I would like to get:

this is and
this i\s and
this and

However, I receive:

and 
this i\s / and /
i\s /re/store  b//fre/

To add: in this scenario the "word" is a string separated either by spaces or punctuation signs (like a regular text)


Solution

  • How's this?
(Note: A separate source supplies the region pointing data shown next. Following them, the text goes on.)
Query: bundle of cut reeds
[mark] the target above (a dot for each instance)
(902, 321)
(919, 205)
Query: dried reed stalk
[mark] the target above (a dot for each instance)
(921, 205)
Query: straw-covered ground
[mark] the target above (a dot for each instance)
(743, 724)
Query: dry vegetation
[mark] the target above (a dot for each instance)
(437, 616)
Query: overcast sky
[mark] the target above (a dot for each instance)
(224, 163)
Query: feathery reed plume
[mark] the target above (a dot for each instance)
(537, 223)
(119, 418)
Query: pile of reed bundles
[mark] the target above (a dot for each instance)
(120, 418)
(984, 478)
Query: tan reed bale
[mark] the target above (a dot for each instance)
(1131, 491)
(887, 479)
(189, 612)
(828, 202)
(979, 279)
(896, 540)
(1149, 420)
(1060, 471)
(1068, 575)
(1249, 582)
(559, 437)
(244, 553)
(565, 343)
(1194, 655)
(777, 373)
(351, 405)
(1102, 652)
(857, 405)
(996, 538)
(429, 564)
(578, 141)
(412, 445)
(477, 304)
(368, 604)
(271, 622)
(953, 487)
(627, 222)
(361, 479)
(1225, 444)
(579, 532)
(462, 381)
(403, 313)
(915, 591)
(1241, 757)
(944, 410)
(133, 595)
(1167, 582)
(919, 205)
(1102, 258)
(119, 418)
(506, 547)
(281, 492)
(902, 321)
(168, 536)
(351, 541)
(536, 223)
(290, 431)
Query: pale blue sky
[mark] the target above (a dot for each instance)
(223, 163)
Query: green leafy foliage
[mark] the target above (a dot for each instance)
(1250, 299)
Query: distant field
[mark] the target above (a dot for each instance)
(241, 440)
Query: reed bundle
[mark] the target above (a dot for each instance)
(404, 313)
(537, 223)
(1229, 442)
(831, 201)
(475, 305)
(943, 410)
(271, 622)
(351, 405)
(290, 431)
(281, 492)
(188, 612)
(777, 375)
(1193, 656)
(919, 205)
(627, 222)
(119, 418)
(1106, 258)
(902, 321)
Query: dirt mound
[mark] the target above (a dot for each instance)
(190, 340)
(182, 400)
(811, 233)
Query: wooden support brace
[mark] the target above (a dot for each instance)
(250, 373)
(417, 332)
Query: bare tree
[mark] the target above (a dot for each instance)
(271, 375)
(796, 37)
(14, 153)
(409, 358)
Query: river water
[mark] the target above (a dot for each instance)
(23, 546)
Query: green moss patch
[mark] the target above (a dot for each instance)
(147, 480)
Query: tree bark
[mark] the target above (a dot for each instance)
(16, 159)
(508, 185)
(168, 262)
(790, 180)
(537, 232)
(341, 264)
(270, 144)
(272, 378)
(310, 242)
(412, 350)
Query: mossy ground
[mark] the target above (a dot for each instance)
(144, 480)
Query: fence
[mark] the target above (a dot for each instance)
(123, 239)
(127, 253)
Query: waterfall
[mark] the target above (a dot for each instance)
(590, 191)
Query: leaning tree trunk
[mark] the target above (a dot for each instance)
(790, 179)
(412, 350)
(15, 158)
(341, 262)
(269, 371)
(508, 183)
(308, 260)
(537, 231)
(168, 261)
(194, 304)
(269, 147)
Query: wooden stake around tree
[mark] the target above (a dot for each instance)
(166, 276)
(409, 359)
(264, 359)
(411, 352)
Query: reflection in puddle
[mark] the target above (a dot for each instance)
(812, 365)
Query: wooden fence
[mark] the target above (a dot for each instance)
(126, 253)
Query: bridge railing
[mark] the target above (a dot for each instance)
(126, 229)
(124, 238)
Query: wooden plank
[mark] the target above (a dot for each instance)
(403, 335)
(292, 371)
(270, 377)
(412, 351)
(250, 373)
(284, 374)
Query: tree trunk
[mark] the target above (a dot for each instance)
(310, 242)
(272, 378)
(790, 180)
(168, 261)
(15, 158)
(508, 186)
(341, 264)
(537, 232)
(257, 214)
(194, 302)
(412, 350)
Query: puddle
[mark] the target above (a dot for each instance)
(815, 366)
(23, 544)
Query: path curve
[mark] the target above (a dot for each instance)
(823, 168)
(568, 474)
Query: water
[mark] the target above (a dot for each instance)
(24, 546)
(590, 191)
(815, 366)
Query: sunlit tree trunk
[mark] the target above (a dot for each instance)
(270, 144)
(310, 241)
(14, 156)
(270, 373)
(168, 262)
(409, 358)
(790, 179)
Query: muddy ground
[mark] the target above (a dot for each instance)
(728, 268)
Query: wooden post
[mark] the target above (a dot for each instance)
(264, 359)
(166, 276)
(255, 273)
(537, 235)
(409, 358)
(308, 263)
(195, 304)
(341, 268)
I added some punctuation examples:

    import re
    
    sen = r'this is \re\store and b\\fre'
    sen1 = r'this i\s /re/store and b//fre/'
    sen2 = r'this is \re\store, and b\\fre!'
    sen3 = r'this i\s /re/store, and b//fre/!'
    
    slash_back =  r'\s*(?:[\w_]*\\(?:[\w_]*\\)*[\w_]*)'
    slash_fwd = r'\s*(?:[\w_]*/(?:[\w_]*/)*[\w_]*)'
    slash_all = r'\s*(?:[\w_]*[/\\](?:[\w_]*[/\\])*[\w_]*)'
    
    strt = re.sub(slash_back,"",sen)
    strt1 = re.sub(slash_fwd,"",sen1)
    strt2 = re.sub(slash_all,"",sen1)
    strt3 = re.sub(slash_back,"",sen2)
    strt4 = re.sub(slash_fwd,"",sen3)
    strt5 = re.sub(slash_all,"",sen3)
    print(strt)
    print(strt1)
    print(strt2)
    print(strt3)
    print(strt4)
    print(strt5)
    

    Output:

    this is and
    this i\s and
    this and
    this is, and!
    this i\s, and!
    this, and!